Then and now: Green Hall
Lizards, and frogs, and snakes! Oh my! You might be surprised at what turns up on a quick trip through Green Hall’s history. Plus, archival photos of the building.


It’s the center of TCNJ’s administrative operations these days, but for a generation of alumni, Green Hall was the center of the academic world, where you registered for and attended classes, bought supplies and met with professors, commenced each school day and concluded your studies by receiving a diploma. Now in its 80th year of continuous use—but looking like new outside thanks to a recent refurbishment—the building has witnessed more history than can be recounted here. What follows is an admittedly incomplete assemblage of tidbits that we hope will prompt readers to write in with their memories of time spent in Green.
Ground was broken in spring 1930, the cornerstone was set the following May, construction was rushed that summer, and the current campus’ first academic building opened on September 17, 1931. Named for an alumnus and former principal of the Normal School, James M. Green Hall offered “every possible convenience for teaching and learning,” The Signal reported at the time, and for at least its first year housed all classes held on the Hillwood Lakes campus.

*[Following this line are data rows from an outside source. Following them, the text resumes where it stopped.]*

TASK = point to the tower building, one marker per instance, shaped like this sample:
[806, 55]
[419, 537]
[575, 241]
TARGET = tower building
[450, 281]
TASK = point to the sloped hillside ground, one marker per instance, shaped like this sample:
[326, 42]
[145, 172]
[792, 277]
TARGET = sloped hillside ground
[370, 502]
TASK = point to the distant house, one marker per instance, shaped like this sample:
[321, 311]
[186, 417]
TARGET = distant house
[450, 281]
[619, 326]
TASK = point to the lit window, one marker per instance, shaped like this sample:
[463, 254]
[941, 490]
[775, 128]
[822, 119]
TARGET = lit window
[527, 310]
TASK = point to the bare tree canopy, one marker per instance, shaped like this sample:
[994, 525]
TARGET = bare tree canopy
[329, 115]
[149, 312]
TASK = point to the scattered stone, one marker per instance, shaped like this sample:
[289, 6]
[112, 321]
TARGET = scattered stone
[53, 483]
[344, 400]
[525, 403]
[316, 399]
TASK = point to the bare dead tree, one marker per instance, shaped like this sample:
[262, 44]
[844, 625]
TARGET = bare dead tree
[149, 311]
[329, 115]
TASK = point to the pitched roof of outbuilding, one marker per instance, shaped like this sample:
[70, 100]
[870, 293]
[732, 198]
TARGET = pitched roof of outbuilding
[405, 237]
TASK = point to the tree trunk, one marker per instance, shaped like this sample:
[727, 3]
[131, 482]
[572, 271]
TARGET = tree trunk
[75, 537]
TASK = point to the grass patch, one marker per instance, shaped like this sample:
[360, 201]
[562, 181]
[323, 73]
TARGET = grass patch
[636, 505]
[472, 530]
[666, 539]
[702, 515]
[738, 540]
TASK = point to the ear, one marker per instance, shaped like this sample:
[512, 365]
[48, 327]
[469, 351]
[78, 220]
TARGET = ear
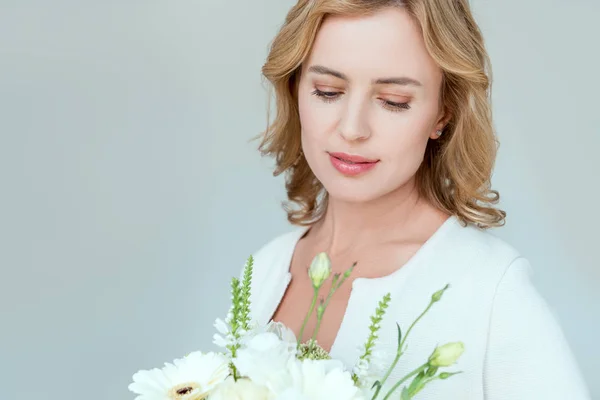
[441, 123]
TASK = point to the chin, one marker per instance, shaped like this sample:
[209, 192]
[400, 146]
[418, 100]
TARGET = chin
[352, 191]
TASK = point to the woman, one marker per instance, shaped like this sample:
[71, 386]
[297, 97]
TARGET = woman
[384, 130]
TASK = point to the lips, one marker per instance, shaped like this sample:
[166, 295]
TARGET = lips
[351, 165]
[353, 159]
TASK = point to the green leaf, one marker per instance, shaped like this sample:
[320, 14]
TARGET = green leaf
[405, 395]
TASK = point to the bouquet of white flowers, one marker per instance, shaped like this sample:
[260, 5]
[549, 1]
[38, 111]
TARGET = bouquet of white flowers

The only remaining construction plan shows that Green’s second floor originally included male and female faculty lounges, sewing and cooking classrooms, science labs, a dark room, and a typewriting room. There was a living museum that housed a “miniature menagerie”—everything from salamanders, lizards, and chameleons, to canaries, frogs, and turtles. The museum wasn’t “lacking of monsters” either, The Signal reported in 1951. “Two huge alligators” lived there, as well as a boa constrictor that’s rumored to have escaped on occasion. A bank run by business education majors was also upstairs.
When the Clinton Avenue campus closed, the industrial arts department set up shop—literally—in Green’s basement. By the end of the 1930s one could also find the bookstore down there. Run by Business Manager John Quimby with help from the Student Executive Board, it sold texts, stationery, athletic equipment, banners, and of course, little blue exam booklets.
Before that “great Hillwood myth, the Student Union Building” materialized, students started each school day in Green’s Community Room. “It was the only space for commuters at the time, and residents also stopped there to pick up mail,” recalled Professor Emeritus Leonard J. Tharney ’54. With 900 undergrads passing through daily, one can imagine the chaotic conditions. A mail chute installed behind Green alleviated some of the foot traffic, but Signal editors still railed that the Community Room was “grossly inadequate” for State’s growing enrollment.
Many of the classes held in Green were eventually moved to newer buildings that featured specialized labs and equipment, but Green’s central location ensured its continued role in campus events. The building played a supporting role each spring during step-singing performances: Before juniors took possession of Kendall’s steps from the seniors, those soon-to-be grads melodiously roasted their former professors, many of whom were listening in from Green’s darkened classrooms.
Green’s steps were sacred ground in Tharney’s day. “You weren’t supposed to stand there, because that was where Commencement took place,” he said. Those steps were the setting for numerous Commencement speeches, as well as a few demonstrations (one, in 1990, brought hundreds to Green to protest mandatory cumulative finals).
High above Green’s steps, in the building’s signature clock tower, is the carillon. First presented by student organizations in 1948, then again by Lowell F. Johnson in 1977, the carillon continues to chime the Alma Mater twice daily. Students who follow its strains into Green Hall these days aren’t coming to attend class, but rather to seek financial aid advice, find a place to study abroad, or perhaps replace a lost ID card.
Luckily for them, there hasn’t been a boa constrictor sighting in years.